Elektronik müziği Orta Doğu ve Afrika müzik gelenekleri ile birleştirerek, doğunun geleneksel melodileriyle harmanlayan grubun sampling altyapısını hazırlayan, gruba Latin tadını veren perküsyon ve davulların başındaki Meksikalı Carlos Robles Arenas, Türkiye’ye ikinci, Konya’ya ilk kez geldiğini söyledi.

Konya’yı ve Türkiye’yi çok sevdiğini, ilk fırsatta tekrar gelmek istediğini anlatan Arenas, farklı kültürleri görmeyi, yaşamayı ve müziğe yansıtmayı hedeflediklerini aktardı.

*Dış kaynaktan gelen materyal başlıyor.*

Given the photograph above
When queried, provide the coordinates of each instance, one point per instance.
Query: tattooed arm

Grubun vokalistliğini Mısırlı Hend Elwary’nin üstlendiğini, böylece Arap tınılarıyla müziklerinin bir ruh kazandığını dile getiren Arenas, “Bunda bir ruh var, Türk müziği gibi, İspanyol Flamenko’su gibi bir ruhu var bu müziğin.” dedi.

“Bir arada yaşayabilmeliyiz”

Arenas, grubun her üyesinin farklı kültürlerden geldiğine dikkati çekerek, şöyle devam etti:

“Bu, kombine bir müzik. Dünya ve hayat böyle bir şey. Paris’te de Londra’da da İstanbul’da da değişik kültürlerden, ülkelerden insanlar bir arada yaşıyor. Biz de bu durumu müziğimize yansıttık. İnsanlar Amerikan müziğinin çok kopyasını yapıyorlar. Blues, rock, pop… Daha çok Amerikan müziğinin takipçisi oluyorlar ama biz bunun dışına çıktık. Farklı kültür ve gelenekleri bir araya getirerek, kendi müziğimizi oluşturduk. Bizimkisi geleneksel bir müzik, bir kimlik müziği. Bizim müziğimizde tarih var, kültür var, kimlik var. Dünyayı değiştirmemiz lazım. Dünya siyaseti, politika iyiye gitmiyor. Bizler bir arada yaşayabilmeliyiz.”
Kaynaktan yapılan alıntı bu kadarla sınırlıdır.